TIPPINST -- When I attend an IT event in Ireland, it's unusual to find more than 40% of the audience comprised of women. If it's an event involving security, data storage or crypto, the percentage of women drops below 20%. In Ireland, we often explain away the steady decline of women in IT by pointing to the "protections" women receive in the form of maternity leave allowances and family time off. But some analysts point to a bigger problem: the IT job environment isn't a rosy place for women. In Where have all the women gone? Roy Mark highlights evidence presented in various studies that women are leaving tech jobs en masse.
This is happening at a time when Bill Gates, Craig Barrett and John Chambers, et al., are trooping to Capitol Hill to decry the declining American IT talent pool. They want relaxed immigration rules. They want more tax dollars invested in science and technology. They want outsourcing.

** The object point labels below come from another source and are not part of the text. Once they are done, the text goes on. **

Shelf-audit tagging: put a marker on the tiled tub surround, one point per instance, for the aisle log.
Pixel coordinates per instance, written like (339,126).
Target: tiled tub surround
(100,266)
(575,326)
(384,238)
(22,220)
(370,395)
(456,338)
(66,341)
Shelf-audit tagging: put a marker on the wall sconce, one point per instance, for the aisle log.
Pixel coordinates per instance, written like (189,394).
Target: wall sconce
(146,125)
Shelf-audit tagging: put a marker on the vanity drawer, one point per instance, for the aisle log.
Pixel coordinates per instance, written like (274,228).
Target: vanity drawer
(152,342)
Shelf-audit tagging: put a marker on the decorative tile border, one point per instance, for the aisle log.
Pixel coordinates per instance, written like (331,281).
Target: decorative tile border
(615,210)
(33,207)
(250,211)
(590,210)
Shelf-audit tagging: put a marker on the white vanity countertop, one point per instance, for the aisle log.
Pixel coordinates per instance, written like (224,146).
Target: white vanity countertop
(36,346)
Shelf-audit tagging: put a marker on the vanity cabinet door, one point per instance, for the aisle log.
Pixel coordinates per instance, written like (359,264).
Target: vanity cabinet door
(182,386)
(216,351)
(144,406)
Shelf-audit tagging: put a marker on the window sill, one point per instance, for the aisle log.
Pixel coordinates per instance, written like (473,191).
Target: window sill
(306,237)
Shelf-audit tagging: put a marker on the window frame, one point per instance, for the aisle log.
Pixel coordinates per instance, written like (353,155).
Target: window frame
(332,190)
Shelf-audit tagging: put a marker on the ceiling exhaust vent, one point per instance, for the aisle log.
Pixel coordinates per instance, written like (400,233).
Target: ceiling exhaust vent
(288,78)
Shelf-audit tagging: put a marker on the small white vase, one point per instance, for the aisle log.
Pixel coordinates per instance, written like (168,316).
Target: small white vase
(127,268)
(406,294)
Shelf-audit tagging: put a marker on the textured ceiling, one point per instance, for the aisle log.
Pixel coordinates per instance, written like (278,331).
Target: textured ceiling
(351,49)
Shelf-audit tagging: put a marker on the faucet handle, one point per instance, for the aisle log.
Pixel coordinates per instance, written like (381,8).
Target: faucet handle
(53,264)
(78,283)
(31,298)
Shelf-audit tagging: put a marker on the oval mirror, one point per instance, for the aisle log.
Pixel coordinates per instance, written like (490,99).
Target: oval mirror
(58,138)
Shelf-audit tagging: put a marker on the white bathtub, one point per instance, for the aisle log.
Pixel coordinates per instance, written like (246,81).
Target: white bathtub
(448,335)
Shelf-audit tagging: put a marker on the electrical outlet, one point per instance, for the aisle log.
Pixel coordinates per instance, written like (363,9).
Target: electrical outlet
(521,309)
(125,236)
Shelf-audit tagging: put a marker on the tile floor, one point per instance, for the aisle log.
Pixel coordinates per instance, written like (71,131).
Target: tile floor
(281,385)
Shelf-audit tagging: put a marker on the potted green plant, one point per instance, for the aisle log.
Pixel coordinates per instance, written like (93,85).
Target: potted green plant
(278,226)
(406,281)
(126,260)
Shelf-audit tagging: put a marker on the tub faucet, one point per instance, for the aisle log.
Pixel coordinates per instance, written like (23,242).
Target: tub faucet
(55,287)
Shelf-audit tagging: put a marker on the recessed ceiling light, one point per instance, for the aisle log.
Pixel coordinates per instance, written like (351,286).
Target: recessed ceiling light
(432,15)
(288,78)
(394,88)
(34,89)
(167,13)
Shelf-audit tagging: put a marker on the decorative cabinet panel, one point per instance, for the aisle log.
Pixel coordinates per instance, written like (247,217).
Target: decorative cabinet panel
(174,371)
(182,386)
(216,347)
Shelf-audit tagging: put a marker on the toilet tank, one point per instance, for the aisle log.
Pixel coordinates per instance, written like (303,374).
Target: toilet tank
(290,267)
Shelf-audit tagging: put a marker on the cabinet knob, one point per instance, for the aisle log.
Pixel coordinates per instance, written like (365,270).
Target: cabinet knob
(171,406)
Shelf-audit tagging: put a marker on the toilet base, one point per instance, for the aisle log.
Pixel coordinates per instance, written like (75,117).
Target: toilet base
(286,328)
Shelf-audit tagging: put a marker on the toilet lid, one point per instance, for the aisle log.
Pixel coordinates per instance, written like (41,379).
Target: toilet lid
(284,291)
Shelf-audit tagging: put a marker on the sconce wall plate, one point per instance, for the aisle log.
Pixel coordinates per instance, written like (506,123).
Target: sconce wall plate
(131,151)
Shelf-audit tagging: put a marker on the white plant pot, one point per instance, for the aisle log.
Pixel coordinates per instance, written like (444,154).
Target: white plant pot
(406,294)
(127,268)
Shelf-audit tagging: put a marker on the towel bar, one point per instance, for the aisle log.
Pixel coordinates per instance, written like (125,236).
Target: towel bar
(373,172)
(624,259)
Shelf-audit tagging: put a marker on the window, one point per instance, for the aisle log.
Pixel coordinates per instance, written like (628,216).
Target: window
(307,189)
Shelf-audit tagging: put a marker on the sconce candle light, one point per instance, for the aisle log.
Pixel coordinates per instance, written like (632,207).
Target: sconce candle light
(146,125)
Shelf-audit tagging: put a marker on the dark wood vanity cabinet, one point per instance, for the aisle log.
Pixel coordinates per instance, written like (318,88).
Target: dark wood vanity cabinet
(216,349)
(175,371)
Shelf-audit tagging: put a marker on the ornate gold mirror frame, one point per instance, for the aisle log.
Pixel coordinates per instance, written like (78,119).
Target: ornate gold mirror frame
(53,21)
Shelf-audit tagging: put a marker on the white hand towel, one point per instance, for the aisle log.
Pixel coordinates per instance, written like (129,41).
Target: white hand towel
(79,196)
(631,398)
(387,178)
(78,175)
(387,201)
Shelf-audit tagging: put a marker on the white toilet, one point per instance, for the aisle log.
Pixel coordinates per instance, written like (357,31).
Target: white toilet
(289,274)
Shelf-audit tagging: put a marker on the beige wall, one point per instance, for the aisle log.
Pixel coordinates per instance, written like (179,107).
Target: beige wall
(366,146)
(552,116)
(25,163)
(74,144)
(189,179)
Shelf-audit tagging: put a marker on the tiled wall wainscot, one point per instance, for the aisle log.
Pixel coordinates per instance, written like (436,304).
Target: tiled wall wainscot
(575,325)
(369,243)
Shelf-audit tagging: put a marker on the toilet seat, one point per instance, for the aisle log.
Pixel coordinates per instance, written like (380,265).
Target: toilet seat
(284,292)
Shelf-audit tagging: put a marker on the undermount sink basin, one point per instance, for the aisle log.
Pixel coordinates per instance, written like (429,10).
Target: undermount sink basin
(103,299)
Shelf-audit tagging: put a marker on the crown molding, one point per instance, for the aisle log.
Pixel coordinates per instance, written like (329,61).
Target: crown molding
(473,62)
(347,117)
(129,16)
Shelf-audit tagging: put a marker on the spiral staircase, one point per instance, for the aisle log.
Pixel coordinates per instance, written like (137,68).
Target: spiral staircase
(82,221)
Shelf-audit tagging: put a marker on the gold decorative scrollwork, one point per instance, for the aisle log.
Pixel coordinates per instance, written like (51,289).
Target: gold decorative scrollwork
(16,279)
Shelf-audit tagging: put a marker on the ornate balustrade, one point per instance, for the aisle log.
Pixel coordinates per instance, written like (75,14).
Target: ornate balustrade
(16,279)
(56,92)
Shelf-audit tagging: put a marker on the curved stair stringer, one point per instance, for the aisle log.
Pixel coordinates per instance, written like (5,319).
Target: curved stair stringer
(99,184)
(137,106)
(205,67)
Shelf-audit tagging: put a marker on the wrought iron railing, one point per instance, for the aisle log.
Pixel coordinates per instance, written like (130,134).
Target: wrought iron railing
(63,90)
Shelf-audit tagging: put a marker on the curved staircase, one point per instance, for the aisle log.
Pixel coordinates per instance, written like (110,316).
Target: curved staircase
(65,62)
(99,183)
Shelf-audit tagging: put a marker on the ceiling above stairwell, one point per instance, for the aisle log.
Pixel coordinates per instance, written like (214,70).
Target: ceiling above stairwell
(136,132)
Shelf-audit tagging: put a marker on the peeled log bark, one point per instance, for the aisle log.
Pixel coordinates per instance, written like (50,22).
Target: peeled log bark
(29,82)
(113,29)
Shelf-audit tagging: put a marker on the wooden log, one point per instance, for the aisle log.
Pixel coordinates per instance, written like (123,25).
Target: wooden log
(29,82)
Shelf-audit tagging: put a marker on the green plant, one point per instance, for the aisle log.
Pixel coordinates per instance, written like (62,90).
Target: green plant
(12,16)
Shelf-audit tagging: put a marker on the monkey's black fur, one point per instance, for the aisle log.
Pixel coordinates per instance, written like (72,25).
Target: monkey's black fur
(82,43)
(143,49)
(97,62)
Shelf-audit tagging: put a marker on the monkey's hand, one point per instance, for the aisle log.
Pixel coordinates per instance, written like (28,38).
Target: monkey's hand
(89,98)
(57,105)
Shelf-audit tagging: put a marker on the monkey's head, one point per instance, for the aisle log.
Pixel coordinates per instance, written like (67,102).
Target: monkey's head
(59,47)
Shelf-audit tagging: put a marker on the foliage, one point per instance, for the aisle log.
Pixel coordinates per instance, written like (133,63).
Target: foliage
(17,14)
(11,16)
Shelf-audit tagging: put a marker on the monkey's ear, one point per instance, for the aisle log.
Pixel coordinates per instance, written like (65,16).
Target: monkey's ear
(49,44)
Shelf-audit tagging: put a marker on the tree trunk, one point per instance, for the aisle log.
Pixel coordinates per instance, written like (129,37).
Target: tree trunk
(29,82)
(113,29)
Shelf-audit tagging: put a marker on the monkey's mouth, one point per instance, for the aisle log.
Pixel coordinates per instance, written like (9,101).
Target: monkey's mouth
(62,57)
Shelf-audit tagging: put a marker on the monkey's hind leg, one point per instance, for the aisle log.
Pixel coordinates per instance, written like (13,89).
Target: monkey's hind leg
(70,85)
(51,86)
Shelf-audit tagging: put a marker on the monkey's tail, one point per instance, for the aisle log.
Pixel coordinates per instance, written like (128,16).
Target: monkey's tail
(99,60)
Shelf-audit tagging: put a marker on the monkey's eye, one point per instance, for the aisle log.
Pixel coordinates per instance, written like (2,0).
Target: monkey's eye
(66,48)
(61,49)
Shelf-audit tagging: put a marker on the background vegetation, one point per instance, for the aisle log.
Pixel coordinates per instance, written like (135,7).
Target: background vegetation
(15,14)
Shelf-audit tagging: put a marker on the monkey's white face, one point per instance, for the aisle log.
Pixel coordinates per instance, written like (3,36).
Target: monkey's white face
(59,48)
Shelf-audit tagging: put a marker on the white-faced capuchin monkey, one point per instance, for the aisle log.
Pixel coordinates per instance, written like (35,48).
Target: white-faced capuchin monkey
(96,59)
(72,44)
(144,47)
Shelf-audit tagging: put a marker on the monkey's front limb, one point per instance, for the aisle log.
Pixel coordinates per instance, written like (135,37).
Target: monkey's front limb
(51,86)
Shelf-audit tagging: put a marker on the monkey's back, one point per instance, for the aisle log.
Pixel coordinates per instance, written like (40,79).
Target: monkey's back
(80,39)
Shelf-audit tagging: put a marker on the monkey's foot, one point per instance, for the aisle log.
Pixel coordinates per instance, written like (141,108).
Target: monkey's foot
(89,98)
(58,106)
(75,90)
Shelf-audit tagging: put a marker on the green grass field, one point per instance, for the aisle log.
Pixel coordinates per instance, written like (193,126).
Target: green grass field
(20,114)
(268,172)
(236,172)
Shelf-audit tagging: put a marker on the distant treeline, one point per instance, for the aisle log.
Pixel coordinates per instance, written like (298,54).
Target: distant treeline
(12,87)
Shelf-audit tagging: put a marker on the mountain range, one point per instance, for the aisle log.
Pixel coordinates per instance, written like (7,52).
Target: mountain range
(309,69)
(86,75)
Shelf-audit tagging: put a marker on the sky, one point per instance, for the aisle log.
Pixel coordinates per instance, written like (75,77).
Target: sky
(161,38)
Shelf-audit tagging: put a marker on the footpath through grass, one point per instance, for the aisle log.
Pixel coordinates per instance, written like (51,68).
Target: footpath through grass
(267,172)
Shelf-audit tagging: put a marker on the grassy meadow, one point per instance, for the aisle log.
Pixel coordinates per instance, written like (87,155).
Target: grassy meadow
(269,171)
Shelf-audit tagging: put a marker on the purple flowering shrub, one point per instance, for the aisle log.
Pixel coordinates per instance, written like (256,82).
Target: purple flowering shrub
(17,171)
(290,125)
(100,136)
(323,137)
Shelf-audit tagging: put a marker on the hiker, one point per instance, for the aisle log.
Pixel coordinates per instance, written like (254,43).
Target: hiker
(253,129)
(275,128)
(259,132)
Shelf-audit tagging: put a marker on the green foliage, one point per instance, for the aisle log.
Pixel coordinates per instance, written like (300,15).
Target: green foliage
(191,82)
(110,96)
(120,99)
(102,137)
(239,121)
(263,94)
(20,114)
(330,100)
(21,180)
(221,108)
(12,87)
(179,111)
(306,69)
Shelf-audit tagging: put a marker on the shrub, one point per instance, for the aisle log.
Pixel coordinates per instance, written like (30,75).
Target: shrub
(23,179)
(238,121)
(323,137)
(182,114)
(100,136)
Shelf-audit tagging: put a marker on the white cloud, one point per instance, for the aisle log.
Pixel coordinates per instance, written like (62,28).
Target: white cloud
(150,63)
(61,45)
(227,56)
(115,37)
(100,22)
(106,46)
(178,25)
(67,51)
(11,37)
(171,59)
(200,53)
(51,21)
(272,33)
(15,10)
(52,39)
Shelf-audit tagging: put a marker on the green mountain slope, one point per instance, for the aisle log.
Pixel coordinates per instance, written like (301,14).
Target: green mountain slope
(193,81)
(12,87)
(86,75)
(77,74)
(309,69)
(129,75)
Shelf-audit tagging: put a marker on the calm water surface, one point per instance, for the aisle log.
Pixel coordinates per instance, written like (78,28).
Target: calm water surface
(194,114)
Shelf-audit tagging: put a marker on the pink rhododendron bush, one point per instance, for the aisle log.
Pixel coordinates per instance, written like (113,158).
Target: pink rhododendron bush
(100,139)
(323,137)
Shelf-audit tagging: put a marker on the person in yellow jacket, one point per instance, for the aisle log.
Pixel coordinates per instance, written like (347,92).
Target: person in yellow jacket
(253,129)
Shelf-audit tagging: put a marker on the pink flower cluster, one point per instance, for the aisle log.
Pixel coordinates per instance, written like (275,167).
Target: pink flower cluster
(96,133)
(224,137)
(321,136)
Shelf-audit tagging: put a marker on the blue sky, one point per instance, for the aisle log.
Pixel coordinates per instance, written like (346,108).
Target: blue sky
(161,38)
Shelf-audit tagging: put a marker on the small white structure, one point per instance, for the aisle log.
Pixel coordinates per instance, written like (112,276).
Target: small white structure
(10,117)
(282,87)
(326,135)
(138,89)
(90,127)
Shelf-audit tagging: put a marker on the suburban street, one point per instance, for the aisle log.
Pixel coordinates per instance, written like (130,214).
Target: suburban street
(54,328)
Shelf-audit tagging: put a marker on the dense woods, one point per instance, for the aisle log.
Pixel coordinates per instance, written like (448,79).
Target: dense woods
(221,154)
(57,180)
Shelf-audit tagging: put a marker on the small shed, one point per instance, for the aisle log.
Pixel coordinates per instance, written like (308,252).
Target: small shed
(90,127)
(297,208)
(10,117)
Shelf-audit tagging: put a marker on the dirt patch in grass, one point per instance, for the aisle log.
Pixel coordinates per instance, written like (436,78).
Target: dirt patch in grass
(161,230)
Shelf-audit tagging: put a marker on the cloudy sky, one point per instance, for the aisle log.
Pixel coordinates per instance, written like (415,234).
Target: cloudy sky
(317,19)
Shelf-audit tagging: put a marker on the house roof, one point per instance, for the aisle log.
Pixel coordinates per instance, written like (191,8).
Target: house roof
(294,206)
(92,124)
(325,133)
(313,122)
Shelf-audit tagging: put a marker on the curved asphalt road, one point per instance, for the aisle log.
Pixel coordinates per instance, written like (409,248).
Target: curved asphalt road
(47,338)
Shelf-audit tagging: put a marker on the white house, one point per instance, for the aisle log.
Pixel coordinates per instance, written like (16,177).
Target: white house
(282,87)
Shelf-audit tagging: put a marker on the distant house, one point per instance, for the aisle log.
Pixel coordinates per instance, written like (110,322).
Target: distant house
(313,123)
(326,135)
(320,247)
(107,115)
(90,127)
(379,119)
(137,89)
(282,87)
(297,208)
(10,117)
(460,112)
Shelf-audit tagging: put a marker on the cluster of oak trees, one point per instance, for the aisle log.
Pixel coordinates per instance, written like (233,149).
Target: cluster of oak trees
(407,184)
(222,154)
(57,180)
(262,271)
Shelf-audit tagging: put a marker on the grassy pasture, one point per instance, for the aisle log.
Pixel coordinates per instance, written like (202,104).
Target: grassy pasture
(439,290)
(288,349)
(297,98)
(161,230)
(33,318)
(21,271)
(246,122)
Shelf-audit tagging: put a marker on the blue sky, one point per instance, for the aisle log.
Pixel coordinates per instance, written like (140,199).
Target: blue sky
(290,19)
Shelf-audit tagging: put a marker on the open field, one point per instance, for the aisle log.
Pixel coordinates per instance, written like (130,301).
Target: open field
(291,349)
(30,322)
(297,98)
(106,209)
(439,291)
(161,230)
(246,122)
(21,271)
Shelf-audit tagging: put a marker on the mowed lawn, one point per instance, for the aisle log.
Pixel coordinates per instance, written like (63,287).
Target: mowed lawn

Perhaps they should also call for an equal playing field among the sexes.
The IT industry prides itself as a working model for the new global economy, blind to everything but talent and hard work. Tech, though, is taking a big hike on walking the walk when it comes to women.
"Women don't feel valued by IT. They are forced into being a certain type of person, i.e. a white male model: linear, analytical, 24/7, in-your-face, your-job-is-your life," says Barbara Annis, author of Same Words, Different Language. "Women don't see a future for themselves [in IT] as they are."